The material substance of the wall varies according to the territories it intersects. In some places, it is a series of electric fences, and in others a configuration of wires and cameras topped by a watchtower, which, however, is only rarely staffed by a guard. For most of its length, the wall is a tall concrete slab fronted by wires and surveillance mechanisms aimed to prevent anyone from touching it. The wall in Bethlehem affords something of an exception to this pattern, in that large swathes of grey cement are left unprotected by barbed wire, making it easier to approach and to turn into a work of art.
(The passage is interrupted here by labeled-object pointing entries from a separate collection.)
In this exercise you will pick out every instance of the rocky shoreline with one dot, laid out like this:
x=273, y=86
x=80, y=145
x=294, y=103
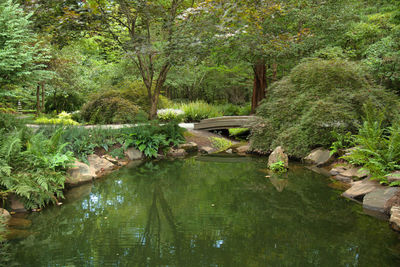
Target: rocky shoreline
x=378, y=200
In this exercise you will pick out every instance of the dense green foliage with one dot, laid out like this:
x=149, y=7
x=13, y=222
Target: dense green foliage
x=317, y=97
x=150, y=139
x=377, y=148
x=278, y=167
x=109, y=109
x=31, y=165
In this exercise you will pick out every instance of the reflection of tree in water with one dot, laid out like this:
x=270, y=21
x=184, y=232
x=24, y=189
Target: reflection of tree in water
x=149, y=249
x=196, y=213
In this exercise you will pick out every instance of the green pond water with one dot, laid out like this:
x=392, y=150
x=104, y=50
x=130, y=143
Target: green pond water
x=206, y=211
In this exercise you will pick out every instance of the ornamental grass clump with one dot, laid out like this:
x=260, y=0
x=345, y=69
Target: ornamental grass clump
x=170, y=114
x=199, y=110
x=63, y=118
x=317, y=97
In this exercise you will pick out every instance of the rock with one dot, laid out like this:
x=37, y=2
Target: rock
x=133, y=153
x=376, y=200
x=349, y=151
x=319, y=157
x=395, y=218
x=319, y=170
x=111, y=159
x=279, y=184
x=394, y=201
x=161, y=156
x=134, y=163
x=5, y=214
x=177, y=152
x=337, y=170
x=394, y=177
x=16, y=204
x=81, y=173
x=278, y=155
x=242, y=150
x=12, y=234
x=343, y=179
x=189, y=147
x=361, y=188
x=79, y=192
x=338, y=185
x=206, y=149
x=99, y=165
x=355, y=172
x=19, y=223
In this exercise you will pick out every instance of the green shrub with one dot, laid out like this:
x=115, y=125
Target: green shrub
x=199, y=110
x=318, y=97
x=136, y=92
x=32, y=166
x=342, y=141
x=7, y=110
x=9, y=122
x=221, y=144
x=150, y=139
x=108, y=110
x=278, y=167
x=56, y=121
x=170, y=114
x=377, y=147
x=238, y=131
x=69, y=102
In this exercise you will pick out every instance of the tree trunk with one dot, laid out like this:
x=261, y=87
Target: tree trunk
x=159, y=84
x=37, y=100
x=42, y=108
x=260, y=84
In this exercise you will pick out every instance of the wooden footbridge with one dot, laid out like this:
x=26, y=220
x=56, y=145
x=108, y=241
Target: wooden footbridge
x=224, y=122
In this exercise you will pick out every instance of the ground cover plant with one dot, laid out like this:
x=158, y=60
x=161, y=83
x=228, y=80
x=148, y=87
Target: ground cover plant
x=377, y=147
x=32, y=166
x=316, y=98
x=150, y=138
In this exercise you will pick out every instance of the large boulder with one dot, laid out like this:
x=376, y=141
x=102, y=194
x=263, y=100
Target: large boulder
x=176, y=152
x=16, y=204
x=80, y=173
x=361, y=188
x=206, y=150
x=395, y=218
x=376, y=200
x=242, y=150
x=133, y=153
x=5, y=214
x=189, y=147
x=278, y=155
x=394, y=177
x=319, y=156
x=99, y=165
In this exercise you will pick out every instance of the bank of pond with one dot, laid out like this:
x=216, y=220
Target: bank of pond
x=202, y=210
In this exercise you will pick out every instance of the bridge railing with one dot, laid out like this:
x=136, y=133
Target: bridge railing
x=224, y=122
“As an international symbol of occupation, the wall circulates through aestheticized international circuits of political activism”

By virtue of its overreaching architecture, as well as by wide semantic range that is employed to describe as well as to engage with the wall, this structure offers several valuable lessons in the politics of scale and location. As an international symbol of occupation, the wall circulates through aestheticized international circuits of political activism. As a material and symbolic intrusion into Palestinians’ everyday lives, the wall is also intimately entailed in the experience of occupation. Bisecting houses and backyards, dividing families from each other, and radically restricting Palestinians’ freedom of movement, the wall ends by cutting through the self as powerfully as it bisects Palestinian land.

The first-time viewer of the apartheid wall will naturally wonder why it is necessary to bisect Palestinian territory with concrete. Far from promoting peace, the most palpable effect of the wall, which runs through rather than around the West Bank, is to separate Palestinians from Palestinians. The wall’s primary function is to intimidate.

Banky’s graffiti.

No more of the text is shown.